Listen to the Antibiotic Alarm During World AMR Awareness Week
- 17/11/2025
Antimicrobial resistance (AMR) is one of the most urgent global health threats of our time. AMR occurs when microorganisms evolve to withstand antimicrobial treatments that previously killed them or inhibited their growth. Among these medicines, antibiotics are the most widely used – and the most endangered. Every year from 18 to 24 November, the world marks World AMR Awareness Week (WAAW), a WHO-mandated global campaign aimed at increasing awareness and understanding of AMR.
The theme for WAAW 2025 – “Act Now: Protect Our Present, Secure Our Future” – highlights an essential truth: AMR is not a problem of tomorrow. It is already harming our health systems, food production, environment and economies today.
Why World AMR Awareness Week Matters
According to the European Medicines Agency (EMA):
- 35,000 people die every year in Europe due to infections caused by antibiotic-resistant bacteria.
- Without effective action, the number of annual deaths could rise to 390,000 by 2050.
Another critical challenge is the lack of new antibiotics. Between 2015 and 2024, only 32 antimicrobials were approved in the EU – less than 4% of all marketing authorisation recommendations made during the same period. As a result, the pipeline of new effective antibiotics is alarmingly small.
Although resistance occurs naturally through mutations and genetic exchange, misuse and overuse of antibiotics dramatically accelerate the development of resistant strains. This includes inappropriate prescribing, using antibiotics for viral infections, incomplete treatment courses, and misuse in agriculture.
This is precisely where pharmacovigilance plays a crucial role.
The Role of Pharmacovigilance in Combating AMR
Pharmacovigilance is traditionally associated with detecting and evaluating adverse drug reactions. However, in the context of AMR, its scope and impact extend far beyond safety monitoring. Pharmacovigilance plays a vital role in the success of World AMR Awareness Week, as it provides the data and insights necessary to understand how antibiotics are used in the real world – and how misuse accelerates resistance.
1. Detecting Misuse and Inappropriate Use of Antibiotics
Spontaneous reports, case series, and pharmacovigilance signals frequently reveal patterns such as:
- use of antibiotics without proper indication;
- excessive or repeated courses of broad-spectrum agents;
- antibiotic use for viral infections (e.g., in upper respiratory infections);
- incorrect dosing regimens or treatment duration.
Each report contributes to a clearer understanding of how real-world practices fuel resistance.
2. Literature Monitoring to Detect Emerging Resistance
Medical literature remains one of the strongest early warning systems for detecting the early signs of antimicrobial resistance.
By systematically monitoring both global and local literature, pharmacovigilance specialists can uncover and interpret real-world trends:
- new resistant pathogens or increases in resistance in specific regions;
- local prescribing trends, such as excessive use of certain antibiotics in hospitals or community settings;
- patterns of inappropriate use documented in regional publications;
- unexpected adverse reactions linked to antibiotics, which may signal improper dosing, drug interactions, or treatment misuse;
- clinical treatment failures in local case reports, often the first indication that resistance is growing;
- changes in therapeutic practices, such as the off-label use of antibiotics, as reported in national journals.
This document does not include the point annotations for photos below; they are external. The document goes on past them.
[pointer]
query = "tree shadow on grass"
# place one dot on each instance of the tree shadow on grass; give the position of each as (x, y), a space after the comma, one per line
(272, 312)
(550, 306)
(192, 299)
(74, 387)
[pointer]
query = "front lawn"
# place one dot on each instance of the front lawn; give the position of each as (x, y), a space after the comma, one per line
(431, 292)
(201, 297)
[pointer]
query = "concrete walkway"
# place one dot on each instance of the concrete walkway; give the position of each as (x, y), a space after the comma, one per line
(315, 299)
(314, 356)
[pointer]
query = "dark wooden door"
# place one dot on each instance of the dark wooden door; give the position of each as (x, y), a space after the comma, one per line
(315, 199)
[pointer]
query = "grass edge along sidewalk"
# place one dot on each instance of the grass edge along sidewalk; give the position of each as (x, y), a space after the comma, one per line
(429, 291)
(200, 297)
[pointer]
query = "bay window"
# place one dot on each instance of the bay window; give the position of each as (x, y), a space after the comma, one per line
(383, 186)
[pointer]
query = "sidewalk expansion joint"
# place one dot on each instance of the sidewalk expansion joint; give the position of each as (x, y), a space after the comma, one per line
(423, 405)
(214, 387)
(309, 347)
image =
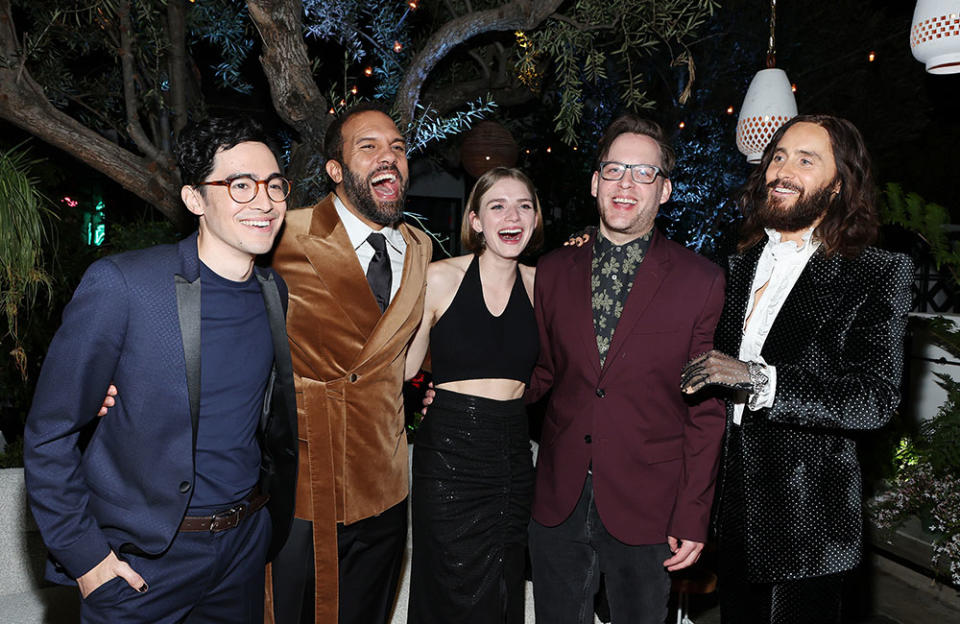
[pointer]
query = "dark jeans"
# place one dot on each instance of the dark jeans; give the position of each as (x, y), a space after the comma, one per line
(569, 558)
(202, 577)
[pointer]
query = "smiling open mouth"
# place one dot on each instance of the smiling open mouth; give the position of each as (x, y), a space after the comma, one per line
(386, 185)
(510, 235)
(259, 224)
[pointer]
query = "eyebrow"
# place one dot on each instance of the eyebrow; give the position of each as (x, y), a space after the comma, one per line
(802, 152)
(503, 199)
(374, 138)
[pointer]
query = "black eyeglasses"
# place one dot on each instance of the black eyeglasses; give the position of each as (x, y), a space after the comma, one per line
(243, 189)
(641, 174)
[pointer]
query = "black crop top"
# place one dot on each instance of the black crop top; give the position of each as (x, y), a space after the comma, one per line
(468, 342)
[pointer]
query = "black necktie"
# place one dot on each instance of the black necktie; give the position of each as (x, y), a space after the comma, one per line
(379, 273)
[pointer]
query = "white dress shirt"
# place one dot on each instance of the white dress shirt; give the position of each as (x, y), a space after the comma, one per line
(779, 267)
(358, 231)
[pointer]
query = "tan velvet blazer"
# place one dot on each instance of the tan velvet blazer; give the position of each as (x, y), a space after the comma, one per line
(348, 371)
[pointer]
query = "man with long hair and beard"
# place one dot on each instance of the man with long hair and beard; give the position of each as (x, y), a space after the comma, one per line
(357, 276)
(809, 354)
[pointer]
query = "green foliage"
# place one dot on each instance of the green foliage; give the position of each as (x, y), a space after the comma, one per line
(429, 126)
(602, 37)
(938, 441)
(22, 235)
(913, 213)
(139, 235)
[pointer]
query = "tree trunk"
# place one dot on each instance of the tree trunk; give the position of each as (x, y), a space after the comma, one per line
(519, 14)
(23, 103)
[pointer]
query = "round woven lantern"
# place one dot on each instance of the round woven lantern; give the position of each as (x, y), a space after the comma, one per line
(935, 35)
(769, 104)
(488, 145)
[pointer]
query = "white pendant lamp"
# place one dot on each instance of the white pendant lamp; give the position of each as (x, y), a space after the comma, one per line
(935, 35)
(769, 103)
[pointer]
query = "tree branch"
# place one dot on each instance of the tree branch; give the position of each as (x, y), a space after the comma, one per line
(177, 62)
(516, 15)
(23, 103)
(129, 87)
(585, 27)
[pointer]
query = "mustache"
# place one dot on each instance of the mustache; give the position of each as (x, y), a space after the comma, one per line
(391, 168)
(783, 184)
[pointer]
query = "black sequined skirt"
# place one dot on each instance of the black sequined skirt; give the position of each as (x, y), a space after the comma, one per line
(472, 489)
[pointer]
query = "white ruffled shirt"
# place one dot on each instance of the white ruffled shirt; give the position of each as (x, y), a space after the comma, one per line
(780, 265)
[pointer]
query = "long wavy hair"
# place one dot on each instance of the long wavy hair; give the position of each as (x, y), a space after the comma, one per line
(851, 221)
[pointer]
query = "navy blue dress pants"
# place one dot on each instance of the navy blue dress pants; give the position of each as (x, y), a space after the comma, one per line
(202, 578)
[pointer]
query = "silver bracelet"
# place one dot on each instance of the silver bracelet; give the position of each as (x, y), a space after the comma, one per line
(759, 380)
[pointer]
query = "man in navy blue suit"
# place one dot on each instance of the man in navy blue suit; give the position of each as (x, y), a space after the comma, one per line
(185, 490)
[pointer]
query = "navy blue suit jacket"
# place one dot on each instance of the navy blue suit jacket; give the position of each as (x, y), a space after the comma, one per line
(134, 321)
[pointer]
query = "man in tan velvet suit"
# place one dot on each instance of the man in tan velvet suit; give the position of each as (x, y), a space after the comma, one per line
(356, 276)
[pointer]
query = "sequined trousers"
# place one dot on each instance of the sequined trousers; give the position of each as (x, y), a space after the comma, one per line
(804, 601)
(472, 489)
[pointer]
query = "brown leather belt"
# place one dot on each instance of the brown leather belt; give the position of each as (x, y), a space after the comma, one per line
(229, 519)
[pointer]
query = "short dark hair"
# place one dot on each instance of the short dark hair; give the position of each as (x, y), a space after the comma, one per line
(333, 139)
(469, 238)
(852, 221)
(200, 141)
(630, 123)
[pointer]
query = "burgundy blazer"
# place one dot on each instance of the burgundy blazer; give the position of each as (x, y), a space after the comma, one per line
(654, 451)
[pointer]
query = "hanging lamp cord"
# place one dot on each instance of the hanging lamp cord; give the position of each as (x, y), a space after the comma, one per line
(772, 47)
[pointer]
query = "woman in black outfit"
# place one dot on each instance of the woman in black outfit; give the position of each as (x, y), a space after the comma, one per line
(472, 466)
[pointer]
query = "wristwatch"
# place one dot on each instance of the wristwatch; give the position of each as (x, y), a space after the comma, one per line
(758, 381)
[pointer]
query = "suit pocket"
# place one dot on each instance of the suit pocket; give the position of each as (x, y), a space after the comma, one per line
(662, 451)
(109, 593)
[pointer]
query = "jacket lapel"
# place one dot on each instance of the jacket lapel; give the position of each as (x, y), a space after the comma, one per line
(650, 276)
(404, 302)
(580, 303)
(188, 310)
(807, 307)
(742, 269)
(330, 253)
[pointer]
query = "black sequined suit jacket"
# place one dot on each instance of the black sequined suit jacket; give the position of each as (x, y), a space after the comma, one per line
(837, 344)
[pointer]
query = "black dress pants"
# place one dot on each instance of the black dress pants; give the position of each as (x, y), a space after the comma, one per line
(803, 601)
(370, 561)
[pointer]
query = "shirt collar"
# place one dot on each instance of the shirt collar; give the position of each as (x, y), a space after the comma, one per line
(603, 245)
(358, 231)
(790, 250)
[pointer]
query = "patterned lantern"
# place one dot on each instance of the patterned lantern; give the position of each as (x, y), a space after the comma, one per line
(768, 105)
(935, 35)
(488, 145)
(769, 102)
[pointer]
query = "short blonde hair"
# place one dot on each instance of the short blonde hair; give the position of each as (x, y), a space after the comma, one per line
(473, 240)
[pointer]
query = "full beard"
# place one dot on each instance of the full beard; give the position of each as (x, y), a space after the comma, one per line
(773, 214)
(380, 212)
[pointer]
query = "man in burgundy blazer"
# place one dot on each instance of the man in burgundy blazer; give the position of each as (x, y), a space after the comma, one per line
(627, 465)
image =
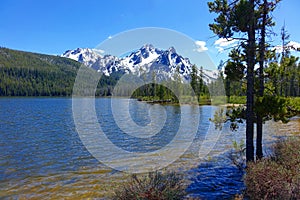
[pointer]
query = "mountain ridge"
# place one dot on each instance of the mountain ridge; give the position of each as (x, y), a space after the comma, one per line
(147, 59)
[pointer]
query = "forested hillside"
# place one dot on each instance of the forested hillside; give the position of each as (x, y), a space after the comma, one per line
(32, 74)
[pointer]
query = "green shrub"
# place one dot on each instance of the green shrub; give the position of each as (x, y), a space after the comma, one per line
(277, 177)
(153, 186)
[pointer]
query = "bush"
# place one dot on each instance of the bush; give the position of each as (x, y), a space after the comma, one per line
(153, 186)
(277, 177)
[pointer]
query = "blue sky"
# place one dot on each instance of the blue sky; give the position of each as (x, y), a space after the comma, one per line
(54, 26)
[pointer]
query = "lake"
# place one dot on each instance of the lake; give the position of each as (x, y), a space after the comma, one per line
(43, 156)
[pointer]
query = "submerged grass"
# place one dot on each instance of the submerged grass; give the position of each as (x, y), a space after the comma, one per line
(277, 177)
(153, 186)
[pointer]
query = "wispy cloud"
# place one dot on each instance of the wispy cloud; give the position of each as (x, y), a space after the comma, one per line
(291, 46)
(99, 51)
(201, 46)
(223, 43)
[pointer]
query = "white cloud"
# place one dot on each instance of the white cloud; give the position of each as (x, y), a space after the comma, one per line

How Local Literature Shapes AMR Monitoring
Local literature is critical because resistance often emerges unevenly across regions. Early signals frequently appear in local clinical reports long before they are captured in global surveillance systems. Monitoring these sources helps pharmacovigilance specialists act quickly, communicate emerging risks, and support timely regulatory action.
Tools like DrugCard enhance this process by scanning both international and local literature, helping PV specialists stay ahead of resistance trends – a core goal of World AMR Awareness Week.
3. Supporting Benefit-Risk Re-Evaluation of Antibiotics
When resistance reduces the effectiveness of an antibiotic, this becomes a factor in its ongoing benefit–risk assessment.
Pharmacovigilance provides essential real-world data that support decisions to revise indications, restrict unnecessary use, amend dosing recommendations, add warnings or precautions to product information.
4. Enabling Timely Regulatory Action
Pharmacovigilance findings often inform regulatory decisions aimed at reducing the misuse of medications.
A recent example in Europe concerns azithromycin, where regulatory authorities updated the drug’s indications to address concerns about its role in promoting AMR.
We discussed this case in detail in our blog article “Updated Drug Indications Aim to Curb Antimicrobial Resistance.”
Conclusion
World AMR Awareness Week reminds us that antimicrobial resistance is not a distant threat – it is a present and growing crisis. The theme “Act Now” is a call for immediate and coordinated action across all sectors.
Pharmacovigilance is central to this mission. By detecting misuse, analysing literature, identifying emerging resistance, and guiding regulatory decisions, PV professionals help protect the effectiveness of antibiotics and safeguard future generations.